Daily Rambam · Startup Mensch · Bite-Sized

Mishneh Torah, Foreign Worship and Customs of the Nations 8

Bite-SizedStartup MenschMarch 18, 2026

Hook

Founders often obsess over "brand purity"—fearful that a single bad association, a disgraced partner, or a pivot into a controversial space will poison their entire entity. The fear is that the company becomes "unclean" by association. But does a bad actor or a foolish decision actually invalidate the underlying value of the business?

Text Snapshot

"It is permitted to derive benefit from anything that has not been manipulated by man or that was not made by man... even though it was worshiped [as a deity]... 'Must God cause His world to be destroyed because of the fools?'" (Mishneh Torah, Foreign Worship 8:1)

Analysis: Decision Rules

  1. Value is Intrinsic, Not Just Perceptual: The text argues that inherent value (mountains, springs, trees) remains valid regardless of human folly. In business, your product’s core utility is independent of the "worship" or narratives others project onto it. Do not let external bad PR or misguided industry trends force you to abandon a fundamentally sound asset.
  2. Agency Limits Liability: A crucial rule: "A person cannot cause an article that does not belong to him to become forbidden." You are not responsible for the reputational damage or "corruption" attempted by outsiders. If a competitor or bad actor tries to co-opt your brand for their agenda, their actions do not automatically invalidate your ownership or the asset’s utility.
  3. The "Manipulation" Threshold: If you personally manipulate your own asset for a corrupt purpose, you forfeit its utility. The prohibition only triggers when the owner intentionally transforms the asset to serve the "false deity" (the bad goal). If your intent remains aligned with your mission, the asset stays clean.

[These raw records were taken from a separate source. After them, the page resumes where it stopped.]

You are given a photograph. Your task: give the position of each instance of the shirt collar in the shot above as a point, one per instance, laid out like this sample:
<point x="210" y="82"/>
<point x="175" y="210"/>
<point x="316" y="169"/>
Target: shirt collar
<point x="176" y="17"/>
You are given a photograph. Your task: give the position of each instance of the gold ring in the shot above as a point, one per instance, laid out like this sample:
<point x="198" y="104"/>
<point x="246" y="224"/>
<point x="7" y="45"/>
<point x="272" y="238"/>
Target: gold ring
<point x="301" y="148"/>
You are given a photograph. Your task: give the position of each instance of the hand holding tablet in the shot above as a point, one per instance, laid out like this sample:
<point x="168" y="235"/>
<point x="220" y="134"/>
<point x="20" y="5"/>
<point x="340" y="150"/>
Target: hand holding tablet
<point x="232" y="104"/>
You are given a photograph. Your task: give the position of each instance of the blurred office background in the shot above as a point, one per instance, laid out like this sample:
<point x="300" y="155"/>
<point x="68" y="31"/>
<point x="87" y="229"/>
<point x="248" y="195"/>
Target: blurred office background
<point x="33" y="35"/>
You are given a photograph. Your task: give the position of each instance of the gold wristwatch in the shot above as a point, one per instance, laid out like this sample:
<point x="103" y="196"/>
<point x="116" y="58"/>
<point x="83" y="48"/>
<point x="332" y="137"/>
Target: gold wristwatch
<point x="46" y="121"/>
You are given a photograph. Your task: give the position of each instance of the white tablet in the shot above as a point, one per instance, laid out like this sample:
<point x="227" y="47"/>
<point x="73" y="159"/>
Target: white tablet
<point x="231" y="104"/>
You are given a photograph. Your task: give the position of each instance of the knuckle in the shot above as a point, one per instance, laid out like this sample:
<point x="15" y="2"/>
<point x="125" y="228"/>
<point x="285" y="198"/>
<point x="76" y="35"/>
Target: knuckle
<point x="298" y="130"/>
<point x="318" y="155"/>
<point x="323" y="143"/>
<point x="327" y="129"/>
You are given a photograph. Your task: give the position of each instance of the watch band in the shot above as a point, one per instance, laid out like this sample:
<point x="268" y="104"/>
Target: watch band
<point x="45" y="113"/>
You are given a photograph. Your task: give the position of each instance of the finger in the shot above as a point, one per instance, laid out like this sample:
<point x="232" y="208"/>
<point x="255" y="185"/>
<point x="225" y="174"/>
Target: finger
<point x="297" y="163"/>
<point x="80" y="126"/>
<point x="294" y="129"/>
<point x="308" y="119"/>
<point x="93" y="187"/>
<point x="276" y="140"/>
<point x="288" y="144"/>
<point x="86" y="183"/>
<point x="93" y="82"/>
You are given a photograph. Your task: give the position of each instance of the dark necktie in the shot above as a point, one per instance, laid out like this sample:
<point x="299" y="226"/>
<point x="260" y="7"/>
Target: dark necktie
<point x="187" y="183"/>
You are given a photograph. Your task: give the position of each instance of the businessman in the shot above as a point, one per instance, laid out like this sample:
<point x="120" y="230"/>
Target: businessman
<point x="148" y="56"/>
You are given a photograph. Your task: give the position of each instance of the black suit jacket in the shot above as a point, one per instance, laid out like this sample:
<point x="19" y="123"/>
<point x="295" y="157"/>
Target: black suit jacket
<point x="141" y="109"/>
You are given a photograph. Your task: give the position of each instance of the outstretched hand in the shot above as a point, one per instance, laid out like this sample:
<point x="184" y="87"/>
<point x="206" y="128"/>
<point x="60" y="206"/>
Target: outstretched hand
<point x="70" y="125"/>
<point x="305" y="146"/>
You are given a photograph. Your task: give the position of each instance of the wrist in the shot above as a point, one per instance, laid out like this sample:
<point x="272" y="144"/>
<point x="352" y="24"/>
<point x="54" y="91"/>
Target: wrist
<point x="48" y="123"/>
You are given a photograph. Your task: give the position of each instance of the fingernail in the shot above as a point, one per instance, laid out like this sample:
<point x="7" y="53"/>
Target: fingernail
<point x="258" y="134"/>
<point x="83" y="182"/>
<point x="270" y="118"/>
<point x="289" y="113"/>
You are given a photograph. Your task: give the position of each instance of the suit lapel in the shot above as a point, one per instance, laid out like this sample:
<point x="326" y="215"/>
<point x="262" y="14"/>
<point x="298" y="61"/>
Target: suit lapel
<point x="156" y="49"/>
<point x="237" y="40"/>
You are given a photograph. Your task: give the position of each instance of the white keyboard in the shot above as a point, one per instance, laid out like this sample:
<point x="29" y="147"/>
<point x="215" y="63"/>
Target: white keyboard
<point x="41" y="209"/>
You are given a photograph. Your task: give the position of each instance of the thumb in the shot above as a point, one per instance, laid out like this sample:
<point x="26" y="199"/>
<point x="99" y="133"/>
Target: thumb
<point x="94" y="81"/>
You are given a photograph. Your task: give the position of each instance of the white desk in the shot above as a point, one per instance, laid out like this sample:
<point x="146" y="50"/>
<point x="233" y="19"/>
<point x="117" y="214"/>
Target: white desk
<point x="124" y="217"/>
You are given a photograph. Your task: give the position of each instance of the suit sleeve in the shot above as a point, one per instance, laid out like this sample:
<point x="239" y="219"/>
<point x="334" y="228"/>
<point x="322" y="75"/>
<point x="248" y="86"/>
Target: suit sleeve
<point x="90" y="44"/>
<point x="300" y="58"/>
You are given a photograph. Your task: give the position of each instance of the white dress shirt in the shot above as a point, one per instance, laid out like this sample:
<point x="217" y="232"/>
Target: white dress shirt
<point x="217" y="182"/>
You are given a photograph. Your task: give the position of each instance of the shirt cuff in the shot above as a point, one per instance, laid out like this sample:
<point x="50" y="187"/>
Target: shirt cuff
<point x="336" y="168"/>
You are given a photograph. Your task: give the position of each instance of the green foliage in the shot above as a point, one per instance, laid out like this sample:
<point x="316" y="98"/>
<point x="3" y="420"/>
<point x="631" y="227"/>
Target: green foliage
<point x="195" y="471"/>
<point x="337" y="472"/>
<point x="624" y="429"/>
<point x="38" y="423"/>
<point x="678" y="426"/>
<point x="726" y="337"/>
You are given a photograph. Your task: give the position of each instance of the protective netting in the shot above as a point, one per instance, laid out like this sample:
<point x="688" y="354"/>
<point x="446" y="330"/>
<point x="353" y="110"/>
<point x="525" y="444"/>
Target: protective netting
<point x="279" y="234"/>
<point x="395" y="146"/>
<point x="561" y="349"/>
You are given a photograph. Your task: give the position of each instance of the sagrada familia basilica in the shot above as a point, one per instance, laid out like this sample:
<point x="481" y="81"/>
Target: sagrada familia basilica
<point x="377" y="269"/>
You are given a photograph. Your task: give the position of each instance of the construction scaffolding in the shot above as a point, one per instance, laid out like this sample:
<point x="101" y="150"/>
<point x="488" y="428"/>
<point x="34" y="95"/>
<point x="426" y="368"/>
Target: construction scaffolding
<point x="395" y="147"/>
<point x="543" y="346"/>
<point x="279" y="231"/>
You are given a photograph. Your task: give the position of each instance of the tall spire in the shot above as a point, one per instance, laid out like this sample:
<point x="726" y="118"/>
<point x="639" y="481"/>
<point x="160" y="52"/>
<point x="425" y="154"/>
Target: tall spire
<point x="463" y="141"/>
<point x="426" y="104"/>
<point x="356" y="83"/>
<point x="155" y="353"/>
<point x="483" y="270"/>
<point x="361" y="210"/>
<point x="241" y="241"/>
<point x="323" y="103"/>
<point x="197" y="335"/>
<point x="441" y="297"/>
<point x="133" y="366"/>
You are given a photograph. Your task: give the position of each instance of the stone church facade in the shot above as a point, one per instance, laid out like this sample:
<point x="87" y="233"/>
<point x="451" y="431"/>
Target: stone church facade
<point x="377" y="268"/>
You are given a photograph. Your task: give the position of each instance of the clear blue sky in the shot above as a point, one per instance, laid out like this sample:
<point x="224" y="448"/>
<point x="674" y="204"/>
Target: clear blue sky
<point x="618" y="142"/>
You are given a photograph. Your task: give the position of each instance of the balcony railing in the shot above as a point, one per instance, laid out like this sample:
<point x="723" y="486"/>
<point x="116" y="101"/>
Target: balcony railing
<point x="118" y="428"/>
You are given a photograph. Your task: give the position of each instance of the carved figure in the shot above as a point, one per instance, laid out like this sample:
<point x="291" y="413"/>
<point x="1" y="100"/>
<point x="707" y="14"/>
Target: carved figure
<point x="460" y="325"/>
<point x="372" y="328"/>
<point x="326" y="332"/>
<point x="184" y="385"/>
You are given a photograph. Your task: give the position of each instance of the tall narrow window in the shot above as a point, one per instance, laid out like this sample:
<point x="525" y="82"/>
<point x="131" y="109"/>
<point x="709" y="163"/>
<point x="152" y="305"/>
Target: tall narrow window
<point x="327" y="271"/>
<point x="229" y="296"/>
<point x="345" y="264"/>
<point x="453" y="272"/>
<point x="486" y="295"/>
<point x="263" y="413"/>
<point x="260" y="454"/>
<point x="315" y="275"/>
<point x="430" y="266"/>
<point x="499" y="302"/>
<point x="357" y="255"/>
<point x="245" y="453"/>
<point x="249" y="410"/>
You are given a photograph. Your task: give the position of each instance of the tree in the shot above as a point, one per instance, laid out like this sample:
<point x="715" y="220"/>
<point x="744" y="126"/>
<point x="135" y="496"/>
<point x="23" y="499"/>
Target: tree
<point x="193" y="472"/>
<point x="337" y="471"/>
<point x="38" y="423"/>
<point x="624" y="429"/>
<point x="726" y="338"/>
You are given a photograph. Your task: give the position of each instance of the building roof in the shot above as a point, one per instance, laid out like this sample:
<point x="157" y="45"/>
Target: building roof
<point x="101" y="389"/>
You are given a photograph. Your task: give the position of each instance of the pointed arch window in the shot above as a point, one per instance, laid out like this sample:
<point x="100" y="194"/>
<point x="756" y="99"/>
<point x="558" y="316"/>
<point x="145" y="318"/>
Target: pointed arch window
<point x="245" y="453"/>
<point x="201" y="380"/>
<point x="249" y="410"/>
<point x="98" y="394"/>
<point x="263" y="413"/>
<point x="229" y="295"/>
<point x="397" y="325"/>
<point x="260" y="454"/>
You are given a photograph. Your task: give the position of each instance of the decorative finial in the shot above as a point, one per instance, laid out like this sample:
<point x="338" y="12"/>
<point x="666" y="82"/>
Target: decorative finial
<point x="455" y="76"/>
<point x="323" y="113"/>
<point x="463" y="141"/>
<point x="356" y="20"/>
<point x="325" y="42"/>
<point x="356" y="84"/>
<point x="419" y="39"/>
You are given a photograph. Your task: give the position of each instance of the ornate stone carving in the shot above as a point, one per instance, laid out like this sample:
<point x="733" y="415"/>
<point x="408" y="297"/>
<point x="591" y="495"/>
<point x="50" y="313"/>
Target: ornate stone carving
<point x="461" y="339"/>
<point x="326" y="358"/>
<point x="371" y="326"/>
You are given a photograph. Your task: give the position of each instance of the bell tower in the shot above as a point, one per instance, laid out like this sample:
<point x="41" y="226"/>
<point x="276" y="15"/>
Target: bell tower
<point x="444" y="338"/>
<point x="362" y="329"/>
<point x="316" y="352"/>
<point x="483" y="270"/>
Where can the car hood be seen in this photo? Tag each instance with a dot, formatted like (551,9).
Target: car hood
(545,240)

Policy Move: "The Asset Cleanliness Audit"

Implement a quarterly "Intent Audit." When evaluating underperforming or controversial assets, ask: "Is this asset suffering because of a fundamental defect, or merely because of how it was recently 'manipulated' or positioned?" If the latter, do not discard it; perform a "nullification" process—strip away the problematic associations, rebrand the utility, and reclaim the asset.

Board-Level Question

"Are we abandoning this product line because it has lost its intrinsic market utility, or are we simply reacting to the 'fools'—the external narratives and temporary associations that don't actually change our P&L?"

Takeaway

Don’t destroy your world because of the fools. Separate the inherent value of your work from the external noise. If you haven’t corrupted the intent yourself, the asset is still yours to use.